Jane Lampman at the Christian Science Monitor earlier this week had a piece exploring the question: "Are U.S. troops being force-fed Christianity?" It begins with an increasingly common anecdote:
At Speicher base in Iraq, US Army Spec. Jeremy Hall got permission from a chaplain in August to post fliers announcing a meeting for atheists and other nonbelievers. When the group gathered, Specialist Hall alleges, his Army major supervisor disrupted the meeting and threatened to retaliate against him, including blocking his reenlistment in the Army.

Months earlier, Hall charges, he had been publicly berated by a staff sergeant for not agreeing to join in a Thanksgiving Day prayer.

Kay Campbell at the Hunstville Times in Alabama explored this in even more detail:
In the midst of their fight to bring freedom to Iraq and Afghanistan, some American soldiers are finding their own freedoms threatened by the troops on their own side.

Though the U.S. Constitution mandates that the government apply no test of faith for employment - and, one presumes, deployment - of American citizens, soldiers who are open about being non-believers can face harassment and ostracizing from fellow troops and their officers, some say.

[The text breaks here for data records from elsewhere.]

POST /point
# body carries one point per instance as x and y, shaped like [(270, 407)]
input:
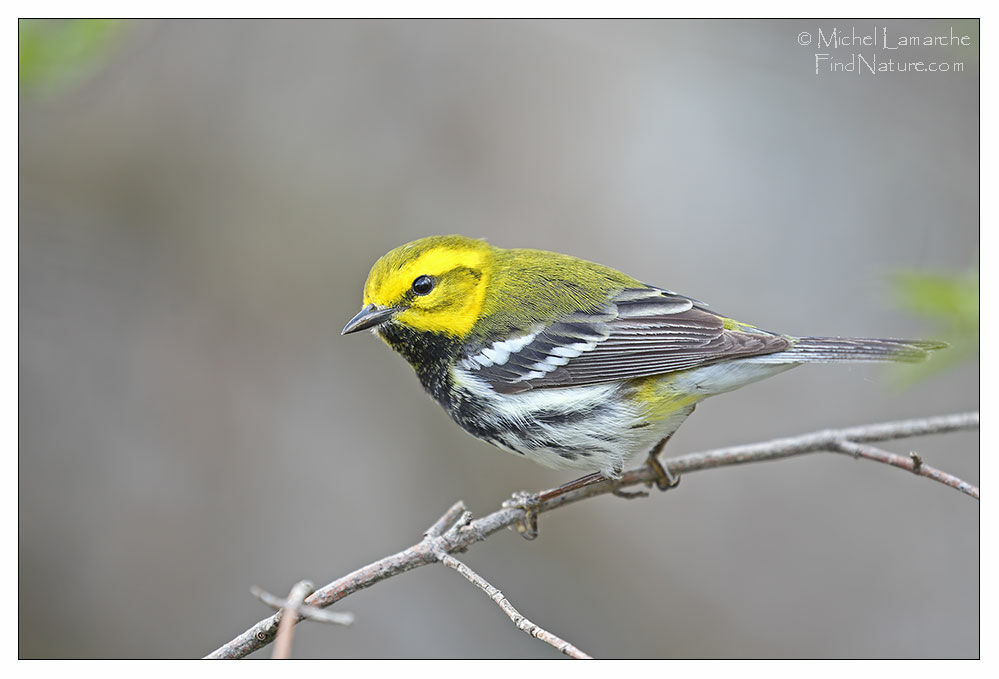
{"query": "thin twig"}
[(345, 618), (914, 463), (463, 534), (522, 623), (289, 617)]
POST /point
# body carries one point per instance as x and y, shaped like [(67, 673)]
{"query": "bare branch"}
[(289, 616), (345, 618), (914, 463), (519, 620), (464, 532)]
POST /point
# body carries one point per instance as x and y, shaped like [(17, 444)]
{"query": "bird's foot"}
[(665, 479), (529, 503)]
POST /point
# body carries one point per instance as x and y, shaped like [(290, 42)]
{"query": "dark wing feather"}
[(640, 332)]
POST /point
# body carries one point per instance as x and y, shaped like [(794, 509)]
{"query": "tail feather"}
[(833, 349)]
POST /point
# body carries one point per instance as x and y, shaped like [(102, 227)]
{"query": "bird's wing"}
[(639, 332)]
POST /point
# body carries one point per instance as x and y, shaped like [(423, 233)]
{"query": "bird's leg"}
[(530, 502), (664, 478)]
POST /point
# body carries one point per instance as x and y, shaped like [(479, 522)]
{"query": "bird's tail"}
[(835, 349)]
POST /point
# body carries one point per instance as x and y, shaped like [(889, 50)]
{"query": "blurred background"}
[(200, 202)]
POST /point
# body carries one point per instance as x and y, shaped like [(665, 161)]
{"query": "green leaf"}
[(54, 52)]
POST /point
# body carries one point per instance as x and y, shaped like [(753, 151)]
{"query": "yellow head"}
[(435, 284)]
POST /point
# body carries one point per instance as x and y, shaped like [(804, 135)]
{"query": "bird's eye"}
[(423, 285)]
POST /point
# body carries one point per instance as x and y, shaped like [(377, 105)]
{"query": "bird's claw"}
[(665, 479), (528, 502)]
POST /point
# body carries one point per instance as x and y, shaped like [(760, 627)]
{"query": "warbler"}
[(569, 363)]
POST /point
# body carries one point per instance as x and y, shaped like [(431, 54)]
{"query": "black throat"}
[(430, 354)]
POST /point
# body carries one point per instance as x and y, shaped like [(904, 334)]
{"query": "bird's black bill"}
[(368, 317)]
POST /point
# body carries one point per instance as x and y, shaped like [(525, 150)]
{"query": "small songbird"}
[(570, 363)]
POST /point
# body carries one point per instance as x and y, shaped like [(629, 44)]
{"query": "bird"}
[(569, 363)]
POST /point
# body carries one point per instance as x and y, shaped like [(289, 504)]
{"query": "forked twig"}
[(455, 531)]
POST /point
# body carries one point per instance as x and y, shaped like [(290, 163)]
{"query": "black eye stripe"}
[(423, 285)]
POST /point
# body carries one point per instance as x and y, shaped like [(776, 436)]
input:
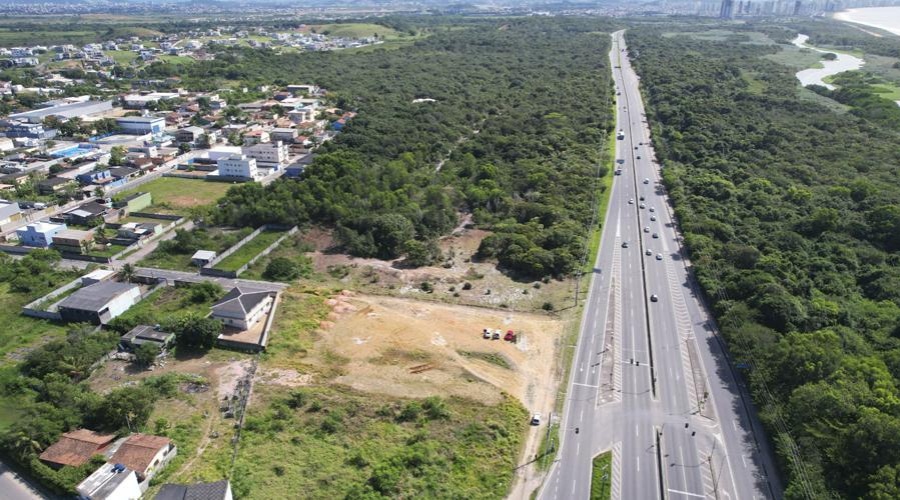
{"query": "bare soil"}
[(460, 269)]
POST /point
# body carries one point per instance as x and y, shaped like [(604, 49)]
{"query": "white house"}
[(243, 308), (145, 454), (268, 155), (238, 166), (110, 482)]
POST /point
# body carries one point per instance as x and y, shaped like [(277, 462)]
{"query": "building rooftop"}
[(76, 447), (138, 450), (239, 302), (95, 297), (104, 481), (200, 491)]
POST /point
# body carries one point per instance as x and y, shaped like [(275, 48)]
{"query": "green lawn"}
[(21, 331), (181, 194), (600, 475), (243, 255)]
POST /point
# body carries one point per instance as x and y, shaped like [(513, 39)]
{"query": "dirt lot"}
[(487, 286)]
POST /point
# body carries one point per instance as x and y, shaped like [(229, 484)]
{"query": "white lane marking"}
[(686, 493)]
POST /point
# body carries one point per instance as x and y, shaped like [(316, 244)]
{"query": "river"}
[(814, 76)]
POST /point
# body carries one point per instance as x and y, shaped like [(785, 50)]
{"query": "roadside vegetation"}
[(791, 213)]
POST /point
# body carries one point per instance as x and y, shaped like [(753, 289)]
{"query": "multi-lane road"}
[(650, 381)]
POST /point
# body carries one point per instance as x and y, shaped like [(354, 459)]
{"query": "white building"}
[(110, 482), (239, 166), (242, 309), (268, 155)]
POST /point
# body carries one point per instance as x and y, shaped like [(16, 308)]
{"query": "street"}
[(650, 381)]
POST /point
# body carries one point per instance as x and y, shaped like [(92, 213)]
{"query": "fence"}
[(210, 270)]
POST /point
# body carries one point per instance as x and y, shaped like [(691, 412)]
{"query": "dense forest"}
[(791, 213), (520, 113)]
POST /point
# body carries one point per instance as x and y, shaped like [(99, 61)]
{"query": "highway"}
[(650, 380)]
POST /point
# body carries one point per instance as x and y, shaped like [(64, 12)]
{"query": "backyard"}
[(179, 195), (243, 255)]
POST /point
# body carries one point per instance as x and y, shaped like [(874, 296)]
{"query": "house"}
[(39, 234), (96, 276), (123, 172), (110, 482), (76, 448), (100, 302), (286, 135), (219, 490), (238, 167), (138, 230), (88, 214), (134, 202), (268, 155), (73, 241), (145, 454), (145, 334), (203, 257), (9, 212), (95, 177), (189, 134), (54, 185), (242, 308), (140, 125)]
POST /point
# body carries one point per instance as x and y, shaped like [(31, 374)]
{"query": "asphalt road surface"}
[(650, 380)]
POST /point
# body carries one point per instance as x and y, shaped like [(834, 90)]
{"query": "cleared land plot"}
[(243, 255), (357, 30), (180, 194)]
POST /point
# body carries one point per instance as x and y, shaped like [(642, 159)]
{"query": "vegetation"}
[(53, 398), (176, 253), (249, 250), (601, 475), (380, 447), (792, 214), (181, 194), (499, 141)]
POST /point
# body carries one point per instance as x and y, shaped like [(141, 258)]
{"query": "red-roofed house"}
[(76, 448), (144, 454)]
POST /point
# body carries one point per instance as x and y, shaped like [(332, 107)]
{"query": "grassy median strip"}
[(600, 476)]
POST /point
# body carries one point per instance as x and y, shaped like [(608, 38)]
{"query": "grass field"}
[(600, 474), (21, 331), (181, 194), (243, 255), (357, 30)]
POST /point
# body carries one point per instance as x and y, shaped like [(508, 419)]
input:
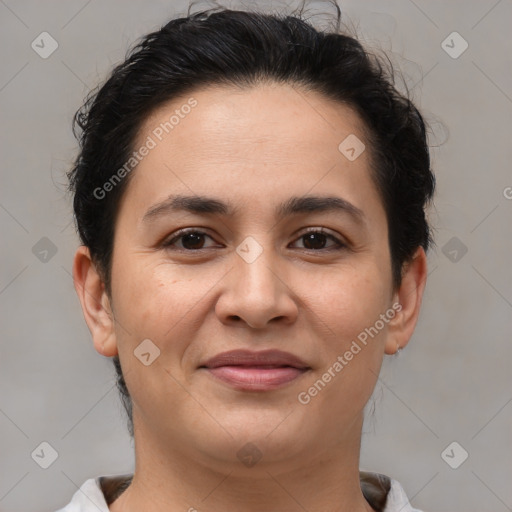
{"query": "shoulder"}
[(384, 493), (97, 493)]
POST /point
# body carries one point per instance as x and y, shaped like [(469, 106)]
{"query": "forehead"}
[(250, 144)]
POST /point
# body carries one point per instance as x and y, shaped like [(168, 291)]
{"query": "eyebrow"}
[(294, 205)]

"We didn't let anyone know we were atheists," said Steve Moore of Huntsville, who served two tours in Iraq as an Army staff sergeant.

... What most soldiers do not get, however, are threats of "fragging" over their beliefs. Fragging is military slang for death by friendly fire.

Fragging is mentioned in statements e-mailed to a North Carolina native who organized a meeting of atheists at his base in Iraq in August.

The threats came after Army Spc. Jeremy Hall, 22, filed suit Sept. 17, against the Department of Defense and Maj. Freddy Welborn, for an incident in which he says Welborn told a group of atheists that they were disgracing their country and threatened to bar Hall's re-enlistment.

One of the more praiseworthy aspects of Ken Burns' current PBS series The War is how well it portrays the whole enterprise as a thoroughgoing American affair, drawing citizens from every walk and station of life. That, in fact, is for many men and women in uniform the real meaningful source of pride in the military.

Thanks to the rampaging, out-of-control conservative movement -- and especially its great mouthpiece, Rush Limbaugh -- we are at risk of losing that. It's time to get his voice out of our soldiers' eardrums by taking it out of taxpayer-funded broadcasts. It will only be the first step in fixing the problem, but it will be a good one.